However, the user would not know a filter had been applied, and we don't apply a similar filter elsewhere now, AFAIK, so they wouldn't necessarily expect it. And a dropdown menu would give the string representation of the license, which does not include the journal name. I wish there were a way to give them this kind of info, with this idea.

For context, what I've done consistently in #3256 is make sure that if a foreign key field is journal-specific, it is marked as a raw_id_field so that the user is taken to the list view, where they have all the contextual info and filtering capability they need to choose the right license, provided they know the data model.

The other thing on my mind is consistency. If we did this for one foreign-key field on a journal-specific object, I think we'd want to do it for all of them, but that's not easy because not all journal-specific objects have a simple relation to a journal. We could try, by applying a custom form field to a base class that is applied for objects directly related to journal as well as ones tenuously related through another object.

In terms of user experience, if this were an end-user interface where the action would be routine and repetitive, I'd be much more willing to filter the license silently for the user, because it avoids a click and helps them choose the appropriate object for a data model they don't know the details of.
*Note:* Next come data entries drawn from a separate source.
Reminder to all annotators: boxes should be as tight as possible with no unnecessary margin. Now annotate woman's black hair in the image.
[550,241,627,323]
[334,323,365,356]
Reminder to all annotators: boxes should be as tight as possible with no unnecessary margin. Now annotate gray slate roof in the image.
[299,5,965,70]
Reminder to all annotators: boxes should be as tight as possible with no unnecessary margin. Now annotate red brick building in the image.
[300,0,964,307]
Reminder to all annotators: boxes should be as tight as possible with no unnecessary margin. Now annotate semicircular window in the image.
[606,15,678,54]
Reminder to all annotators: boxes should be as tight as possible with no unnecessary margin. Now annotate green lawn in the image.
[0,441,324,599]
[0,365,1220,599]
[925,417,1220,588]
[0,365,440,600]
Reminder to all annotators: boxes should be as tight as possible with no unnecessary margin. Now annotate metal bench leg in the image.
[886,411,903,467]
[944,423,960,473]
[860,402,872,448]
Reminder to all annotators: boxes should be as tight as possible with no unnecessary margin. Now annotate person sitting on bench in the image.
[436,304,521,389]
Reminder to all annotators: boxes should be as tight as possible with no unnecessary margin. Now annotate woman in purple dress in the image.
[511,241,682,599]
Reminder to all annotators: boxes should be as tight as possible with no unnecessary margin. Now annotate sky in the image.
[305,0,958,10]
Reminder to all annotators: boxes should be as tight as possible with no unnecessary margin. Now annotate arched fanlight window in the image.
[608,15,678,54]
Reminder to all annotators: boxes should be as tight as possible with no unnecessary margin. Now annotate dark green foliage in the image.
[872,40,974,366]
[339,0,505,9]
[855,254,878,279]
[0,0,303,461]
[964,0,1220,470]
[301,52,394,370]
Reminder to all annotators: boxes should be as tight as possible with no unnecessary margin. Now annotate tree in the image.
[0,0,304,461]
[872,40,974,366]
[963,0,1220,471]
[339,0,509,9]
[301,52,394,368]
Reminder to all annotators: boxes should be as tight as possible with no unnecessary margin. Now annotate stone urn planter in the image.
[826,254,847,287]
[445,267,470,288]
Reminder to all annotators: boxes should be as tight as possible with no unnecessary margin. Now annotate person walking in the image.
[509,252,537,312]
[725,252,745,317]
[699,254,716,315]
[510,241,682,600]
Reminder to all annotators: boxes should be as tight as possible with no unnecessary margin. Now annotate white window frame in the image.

However, I think what we want in admin is comprehensive information and maximum control, since it is staff-facing, or ideally only administrator-facing. So, here I'd prioritise consistency, visibility of status, and control over click minimisation and automatic filtering.

What do you think?

I think the main issue here is that the rule determining which licenses can be selected by each article is not defined in the database schema (i.e. the models). If we were to define this rule on the model, both django forms and admin area would follow it and wouldn't require re-implementation here, thus making it more DRY. We can use pass a callable to the limit_choices_to property on the ForeignKey field set on the model so that only valid licenses can be ever linked to an ariticle:

see https://docs.djangoproject.com/en/1.11/ref/models/fields/#django.db.models.ForeignKey.limit_choices_to

Sadly, this won't have any effect on the database schema as it is only implented at application level.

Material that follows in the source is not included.